Monday, August 27, 2007

Blogging On The Road: Chapter 1



I first met Dean not long after my wife and I split up. I had just gotten over a serious illness that I won’t bother to talk about, except that it had something to do with the miserably weary split-up and my feeling that everything was dead.

Without reading any more than the first two sentences, all I can think of is this:



Nel mezzo del cammin di nostra vita
mi ritrovai per una selva oscura,
ché la diritta via era smarrita.

And I have this vision of the nameless narrator (and he stays nameless for a long time) as a soul-dead drifter divorced from female companionship ditching Beatrice for a Virgil who runs every red light on the road to hell and back. This Virgil is the perfect road companion: Dean, a man who was born on the road itself. A man who is also dumped by his woman and ends up at the narrator’s house in Paterson, New Jersey--which sets my Western Lit alarm off and I envision Dean and the narrator visiting Paterson doctor William Carlos Williams to con a prescription for Benzedrine, and the good doctor writing the following poem:


so much depends
upon
a red ford
fairlane

splashed with brown
water

beside the white
route 66 sign.


What do we know about Dean at this stage of the game, besides the fact that the narrator is enthralled by him? Well, in a wonderful paragraph-long sentence, we discover that Dean is the most fantastic parking lot attendant in the world. We also discover a typically oblique reason for the narrator's fascination with Dean in a justly famous passage which comes up so quickly in the book it feels like a summation instead of a beginning:

They danced down the streets like dingledodies, and I shambled after as I've been doing all my life after people who interest me, because the only people for me are the mad ones, the ones who are mad to live, mad to talk, mad to be saved, desirous of everything at the same time, the ones who never yawn or say a commonplace thing, but burn, burn, burn like fabulous yellow roman candles exploding like spiders across the stars and in the middle you see the blue centerlight pop and everybody goes "Awww!"

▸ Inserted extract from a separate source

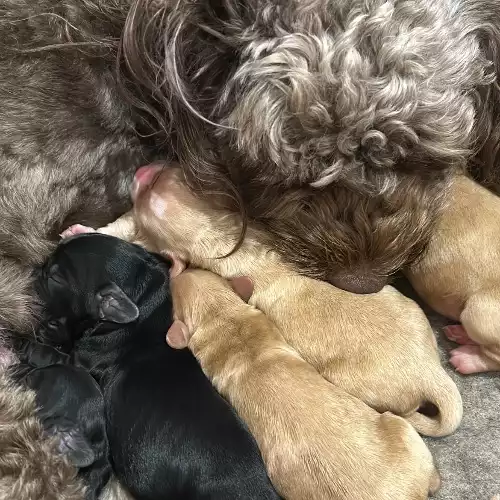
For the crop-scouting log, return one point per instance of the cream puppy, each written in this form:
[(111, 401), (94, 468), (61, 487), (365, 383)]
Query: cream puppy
[(459, 275), (378, 347), (317, 441)]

Like the symphonies of Beethoven, it's impossible to hear this for the first time. Seeing these words is an act of recognition, not perception.

On the theory that everything in this novel is about Dean--every relationship and every image and every word the narrator says, whether he knows it or not--we've just been given the man in poetical miniature, which is almost immediately followed by a much more down-to-earth snapshot of a man who is totally obsessed with getting laid and getting fed, an animal interested in nothing more than where his next girl and his next meal are coming from. A man who's not, in fact, very likeable. And yet the narrator sees in Dean a kind of world-oyster, and by following him, "[s]omewhere along the line the pearl would be handed to me." What pearl? The pearl of wisdom? The pearl of great price? Or (knowing Dean) a girl named Pearl who'll make your blue centerlight pop till you go "Awww!"